Virginia for sale
Governor Bob McDonnell might as well have put a for-sale sign on Virginia’s front lawn when he announced that the state’s Office of Transportation Public-Private Partnerships (OTP3) has a “pipeline” of potential privatization projects. The governor and Sean Connaughton, the head of the Department of Transportation, appear to be racing to move as many of Virginia’s public assets into private hands as possible. The Bond Buyer has the story:
In a move that is likely to make Virginia the leading state for public-private partnerships, Gov. Robert McDonnell has announced 22 transportation and infrastructure projects that may be developed as P3s.
The governor is asking for public input on the projects, which include highway, seaport and spaceport projects that are either under active consideration or flagged as possible candidates for P3s.
“It’s a fairly major step forward for P3s in Virginia,” said Secretary of Transportation Sean Connaughton.
Virginia’s 1995 legislation enabling P3s allows private companies to submit unsolicited proposals that meet certain guidelines, and that is how most of the commonwealth’s P3 projects have emerged, Connaughton said.
In April, APM Terminals Inc. submitted such a proposal to operate the Port of Virginia as a P3. That project is among those announced by McDonnell. Virginia is now making an effort to harness more interest from the private sector, said Connaughton.
On Tuesday, the Bond Buyer also reported that Virginia received an unsolicited proposal from a division of A.P. Moller-Maersk Group, the Danish conglomerate operating in 130 countries, to take control of Port of Virginia facilities in Norfolk, Portsmouth, Newport News and Richmond for a 48-year concession.
The proposal was reported to be valued in excess of $3 billion over the term of the concession, or at least $62 million a year for the four ports. A commissioned report from George Mason University said that in 2006, the port operations at Newport News, Norfolk and Portsmouth handled over 16 million tons of cargo (page 3). In Maersk’s proposed concession, they would pay a fee of about $3.90 a ton to the state.
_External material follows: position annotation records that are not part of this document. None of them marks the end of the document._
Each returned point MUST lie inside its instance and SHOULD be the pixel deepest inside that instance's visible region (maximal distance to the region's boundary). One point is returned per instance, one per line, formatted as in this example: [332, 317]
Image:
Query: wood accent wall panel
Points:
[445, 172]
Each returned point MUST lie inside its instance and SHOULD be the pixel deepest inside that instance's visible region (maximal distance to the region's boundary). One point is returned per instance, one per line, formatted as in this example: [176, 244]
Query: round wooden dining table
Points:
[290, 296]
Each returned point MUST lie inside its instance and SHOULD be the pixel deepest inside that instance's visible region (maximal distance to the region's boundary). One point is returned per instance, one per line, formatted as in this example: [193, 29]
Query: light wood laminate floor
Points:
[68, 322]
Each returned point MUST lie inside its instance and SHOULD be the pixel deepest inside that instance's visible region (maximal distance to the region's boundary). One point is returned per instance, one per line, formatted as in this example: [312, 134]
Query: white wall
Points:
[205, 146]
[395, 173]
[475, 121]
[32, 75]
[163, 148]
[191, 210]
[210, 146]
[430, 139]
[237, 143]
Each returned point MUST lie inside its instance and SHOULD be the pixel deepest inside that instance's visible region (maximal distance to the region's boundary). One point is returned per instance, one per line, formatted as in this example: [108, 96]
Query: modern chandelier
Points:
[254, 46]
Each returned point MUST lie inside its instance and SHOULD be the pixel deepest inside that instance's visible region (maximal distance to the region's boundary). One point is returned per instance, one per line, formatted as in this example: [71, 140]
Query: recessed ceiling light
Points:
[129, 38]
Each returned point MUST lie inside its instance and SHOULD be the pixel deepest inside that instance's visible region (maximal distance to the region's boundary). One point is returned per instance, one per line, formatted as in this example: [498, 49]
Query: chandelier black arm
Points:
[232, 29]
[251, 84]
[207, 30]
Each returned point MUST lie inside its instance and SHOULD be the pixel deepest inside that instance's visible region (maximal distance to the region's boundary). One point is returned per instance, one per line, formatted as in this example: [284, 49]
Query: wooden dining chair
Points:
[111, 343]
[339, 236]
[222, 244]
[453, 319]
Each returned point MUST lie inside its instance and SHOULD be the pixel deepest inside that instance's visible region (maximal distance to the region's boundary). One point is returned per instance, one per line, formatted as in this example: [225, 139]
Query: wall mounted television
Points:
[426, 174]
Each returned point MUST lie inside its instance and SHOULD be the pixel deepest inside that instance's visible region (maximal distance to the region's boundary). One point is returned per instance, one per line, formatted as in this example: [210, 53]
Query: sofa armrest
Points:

It’s not clear whether the offer is worth it for taxpayers, however, because the Viginia Department of Transportation releases very little information to the public.
This is unfortunate because Virginia’s governor has a history of undertaking privatization projects that net rich returns for investors but are of unknown value for taxpayers. I wrote this in April about McDonnell completing the financing for a tunnel privativation project:
For an equity investment of $208 million, Macquarie stands to realize over $5 billion in cash flow over the 58-year concession after repayment of bonds, loans and mandated capital expenditures.
The funding structure of the tunnel deal looks very similar to the I-495 Hot Lanes project (an addition of four high occupancy vehicle lanes) that is just being completed in Northern Virginia. These kinds of large, complex construction projects do benefit from professional oversight, but taxpayers have no idea how much of their money the state is leaving on the table. Numerous sources have said that the Hot Lanes projects will cost $1.4 billion, but no one appears to have figures on the returns to the project’s private builders, the Fluor Corporation.
The governor has put Virginia up for sale, but there are no price tags that taxpayers can see. That makes it impossible for the public to comment substantively on the process.